• 徳増浩司のブログ (Blog by Koji Tokumasu)

<ラグビースクールでのコーチング>③実際のゲームで起きていること

この連載は「週1回の練習では何をすべきか」というテーマで始めました。先週は、スキルをわかりやすく分析するために「スペーススキル」と「コンタクトスキル」の2つに分けて考える案について触れました。

今回はひとつの教材として小学高学年チームのゲームを見てみたいと思います。1月16日に行われた渋谷インターナショナルラグビークラブと狛江ラグビースクールとの交流ゲームです。

https://www.facebook.com/shibuyarugby/videos/626619165057720/

決して模範的なゲームというわけではなく、ごく普通のラグビースクールのゲームのひとつとしてご覧ください。(今回は渋谷のfacebookからのシェアなので、こちらのアタックの場面がメインであることをご容赦いただくとして)アタックの要素は主に次のように分類できます。

  1. ボールを持って走る
  2. パスする
  3. キャッチする
  4. 相手につかまると同時にパスする(オフロードパス)
  5. または、相手につかまってラックにする
  6. 地上のボールを拾う⇒①へ

いわゆる「リサイクル」ですが、渋谷の子どもたちのプレーには、バックスラインへの流れるパスはほとんどなく、ボールを持った子が好きなような方向に走り、つかまったらつなぐ・・ということの連続です。いわば原始的なラグビーというのでしょうか?

これも道理で、ふだんからシステマチックな練習をしていないからです。通常でも年30回しか練習していませんし、コロナ禍で、この半年で10数回やれただけでした。週1回の練習にくる子もいれば来ない子もいる、それ以外の時間はまったくラグビーをやっていないとなると、バックスのライン練習などやるよりも、いわば「全員がバックスでありフォワード」であるようなアンストラクチャーな原始状態が普通になってきます。

さらに、ボールを持ってゲインしている時を観察してみると

  1. ボールを持ったプレーヤーがまっすぐ相手に当たるのではなく、ギャップを突いたり、少しアングルチェンジをしながら走る。
  2. 安易にラックを作らず、少しズレながらできるだけパスをつなぐ努力をする。

上記の①と②を繰り返していく攻撃になります。

しかし、これも自分たちと同じレベル、同じポリシーのチームだからできることでもあります。以前にもご紹介しましたが、対戦相手の狛江ラグビースクールも代表の水谷禎憲さんは「ウチは基本的には練習はしません。ずっとゲームだけやっていますよ」というゆるやかなポリシー。
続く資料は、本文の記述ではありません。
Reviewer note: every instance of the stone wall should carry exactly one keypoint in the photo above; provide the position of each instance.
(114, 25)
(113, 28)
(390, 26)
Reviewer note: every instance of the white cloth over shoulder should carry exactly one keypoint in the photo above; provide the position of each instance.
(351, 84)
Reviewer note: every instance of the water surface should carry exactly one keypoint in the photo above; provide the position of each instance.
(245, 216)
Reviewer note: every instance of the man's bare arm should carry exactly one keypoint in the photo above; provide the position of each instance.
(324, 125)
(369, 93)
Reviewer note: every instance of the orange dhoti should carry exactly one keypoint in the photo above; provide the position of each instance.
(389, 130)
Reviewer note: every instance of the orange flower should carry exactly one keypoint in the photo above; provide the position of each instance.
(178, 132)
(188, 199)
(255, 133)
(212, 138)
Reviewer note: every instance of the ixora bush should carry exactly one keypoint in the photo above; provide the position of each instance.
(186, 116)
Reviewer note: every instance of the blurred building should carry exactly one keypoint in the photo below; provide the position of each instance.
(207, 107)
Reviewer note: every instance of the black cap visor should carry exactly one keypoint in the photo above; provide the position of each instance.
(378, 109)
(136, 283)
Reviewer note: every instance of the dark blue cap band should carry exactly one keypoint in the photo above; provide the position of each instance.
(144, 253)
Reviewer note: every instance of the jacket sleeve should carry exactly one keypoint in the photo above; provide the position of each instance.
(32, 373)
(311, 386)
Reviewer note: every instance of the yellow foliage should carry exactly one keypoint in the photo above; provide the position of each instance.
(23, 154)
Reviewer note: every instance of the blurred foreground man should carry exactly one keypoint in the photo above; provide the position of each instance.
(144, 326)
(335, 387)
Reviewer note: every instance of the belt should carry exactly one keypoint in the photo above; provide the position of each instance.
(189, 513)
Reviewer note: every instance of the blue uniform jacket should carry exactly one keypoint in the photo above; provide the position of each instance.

ところがこれがひとつ上のレベルのチームと対戦すると、ラックにしたボールをことごとくカウンターラックでターンオーバーされてボールを奪われて、結果は大敗。

ゲームに負けるとコーチも子どもたちも悔しいのでつい「今度からもっとラックの練習をしよう」となり、週に1回の貴重な時間がどんどんブレイクダウンの時間に割かれていきがちです。

私の疑問は果たしてそれでいいのだろうか?ということです。わずか週に1回しか練習できないなら「楽しく創造的な練習」に時間を割くべきではないか。これは、決してブレイクダウンの練習をすべきではないというのではなく、あくまでバランスの問題ですが。

また、逆の発想で、週に1回の練習こそは、日常生活では体験することのないブレイクダウンに特化して、あとのスキルはゲームを通して覚えるという考え方もあると思います。安全管理という点でも、ブレイクダウンやコンタクトの練習はやらざるを得ません。しかし、ひとつ言えるのは、小学生の間はゆるやかにプレーすることも大切で、そのためにはあまり自分たちとレベルの違うチームとは対戦しないという方針もありではないかと思います。

今回は問題提起ということで、この続きは次回に展開したいと思います。